The release of Proloquo2Go's boy and girl voices - the company also has two other children's voices with a British accent for that market - is an indicator of new progress in the decades-old text-to-speech industry.
The progress is, in part, a side effect of the adoption of automated voices in everything from credit card company service lines to the grocery store checkout kiosk. But faster computer processors with more memory have enabled sound engineers to make artificial voices sound more human. Many of the larger voice companies like Nuance, in Massachusetts, and Ivona, in Poland, now offer voices in multiple languages and accents.
Proloquo2Go, which runs on Apple's mobile devices, is used by tens of thousands of children with disabilities like autism and cerebral palsy. Proloquo2Go "can be a good fit for some people, but not for everyone," said Janice C. Light, a professor at Pennsylvania State University.
Said Niemeijer, the AssistiveWare chief: "A degree of assessment is definitely necessary because the parents often just go out and buy the device and it doesn't work out. Parents often have too high hopes."

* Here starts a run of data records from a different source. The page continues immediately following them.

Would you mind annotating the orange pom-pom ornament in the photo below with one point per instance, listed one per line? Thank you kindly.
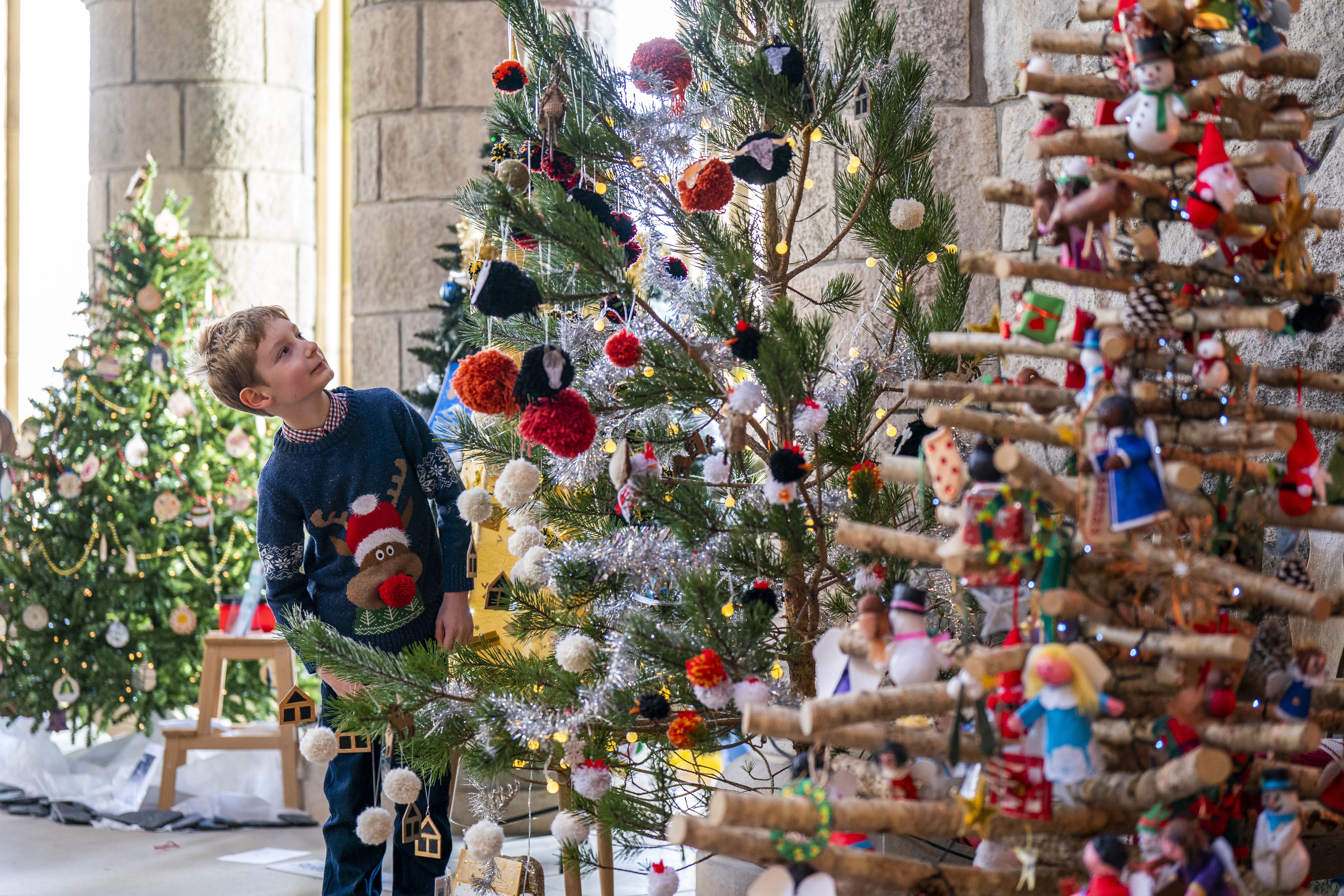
(706, 186)
(485, 382)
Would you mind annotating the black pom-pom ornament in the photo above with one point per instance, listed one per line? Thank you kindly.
(503, 289)
(545, 371)
(763, 159)
(747, 345)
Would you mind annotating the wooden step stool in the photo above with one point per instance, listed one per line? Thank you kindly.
(220, 649)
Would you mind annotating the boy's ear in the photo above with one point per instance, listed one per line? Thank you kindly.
(256, 400)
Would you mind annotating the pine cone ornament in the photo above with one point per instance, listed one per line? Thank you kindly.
(1148, 311)
(1294, 571)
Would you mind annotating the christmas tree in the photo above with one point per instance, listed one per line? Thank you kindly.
(130, 506)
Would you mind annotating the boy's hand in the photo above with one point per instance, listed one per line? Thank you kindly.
(455, 620)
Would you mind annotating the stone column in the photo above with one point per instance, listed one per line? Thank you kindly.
(221, 92)
(420, 86)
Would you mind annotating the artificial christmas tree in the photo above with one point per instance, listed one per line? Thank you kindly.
(130, 502)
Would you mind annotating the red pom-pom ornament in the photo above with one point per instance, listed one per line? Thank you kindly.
(398, 592)
(624, 349)
(510, 76)
(706, 186)
(485, 382)
(562, 424)
(670, 61)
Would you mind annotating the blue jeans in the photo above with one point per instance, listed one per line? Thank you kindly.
(355, 868)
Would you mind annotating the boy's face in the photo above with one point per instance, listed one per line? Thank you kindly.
(290, 367)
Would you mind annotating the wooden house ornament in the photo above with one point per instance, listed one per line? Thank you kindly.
(431, 843)
(296, 707)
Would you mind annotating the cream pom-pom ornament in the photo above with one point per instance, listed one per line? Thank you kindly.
(718, 468)
(401, 786)
(576, 653)
(751, 691)
(530, 570)
(319, 745)
(907, 214)
(485, 840)
(569, 828)
(525, 539)
(592, 780)
(663, 881)
(475, 506)
(374, 825)
(810, 417)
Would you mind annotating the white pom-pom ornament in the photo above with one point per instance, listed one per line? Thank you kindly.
(907, 214)
(374, 825)
(401, 786)
(485, 840)
(319, 745)
(576, 653)
(751, 691)
(475, 506)
(718, 468)
(569, 828)
(525, 539)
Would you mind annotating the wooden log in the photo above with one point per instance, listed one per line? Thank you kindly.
(998, 425)
(920, 817)
(1244, 585)
(1186, 647)
(1138, 792)
(880, 539)
(987, 393)
(876, 871)
(884, 704)
(1025, 473)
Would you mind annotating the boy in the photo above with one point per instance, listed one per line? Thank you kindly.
(355, 472)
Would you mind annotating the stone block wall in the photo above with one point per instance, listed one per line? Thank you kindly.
(221, 92)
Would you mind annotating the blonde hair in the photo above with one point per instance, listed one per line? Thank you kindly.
(1081, 684)
(226, 354)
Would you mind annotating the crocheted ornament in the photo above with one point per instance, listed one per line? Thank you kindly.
(510, 76)
(747, 345)
(670, 61)
(784, 60)
(576, 653)
(401, 786)
(761, 593)
(592, 780)
(705, 186)
(763, 159)
(525, 539)
(485, 840)
(663, 881)
(685, 730)
(752, 691)
(624, 349)
(810, 417)
(546, 370)
(374, 825)
(569, 828)
(319, 745)
(788, 464)
(1294, 571)
(503, 291)
(907, 214)
(562, 424)
(1148, 310)
(653, 706)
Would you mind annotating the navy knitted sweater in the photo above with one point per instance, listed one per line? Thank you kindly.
(374, 567)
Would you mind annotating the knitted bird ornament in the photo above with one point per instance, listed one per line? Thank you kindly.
(564, 424)
(705, 186)
(546, 370)
(623, 349)
(485, 382)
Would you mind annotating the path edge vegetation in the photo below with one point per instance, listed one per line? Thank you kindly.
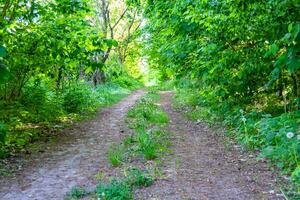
(137, 157)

During the recording sessions for Proloquo2Go 2.1, audio engineers collected several thousand phrases and hundreds of words. From this bank of words, the application can synthesize any word in the English language. For example the word "impressive" is stitched together from the words impossible, president and detective.
Most text-to-speech devices do give users the ability to say almost anything, and many allow users to choose whether they want to sound happy, angry or sad. The challenge facing the industry is how to develop text-to-speech technologies that can predict the emotion, or tone, a person might want to use.
Many in the industry agree that a synthetic voice, even one that expresses basic emotions, is barely adequate to allow someone with a speech disability to speak normally. "You often can't really chip in sharp/sarcastic comments," wrote Martin Pistorius, a 36-year-old Web developer and author, in an email. He lost his voice after contracting meningitis when he was 12 and has been using text-to-speech technology for 10 years. "By the time you've composed it, the moment has gone so it wouldn't really be funny or appropriate any more."
"I'm pretty quick at getting my message out, but even so I still can't keep up with the pace of normal conversation," he wrote.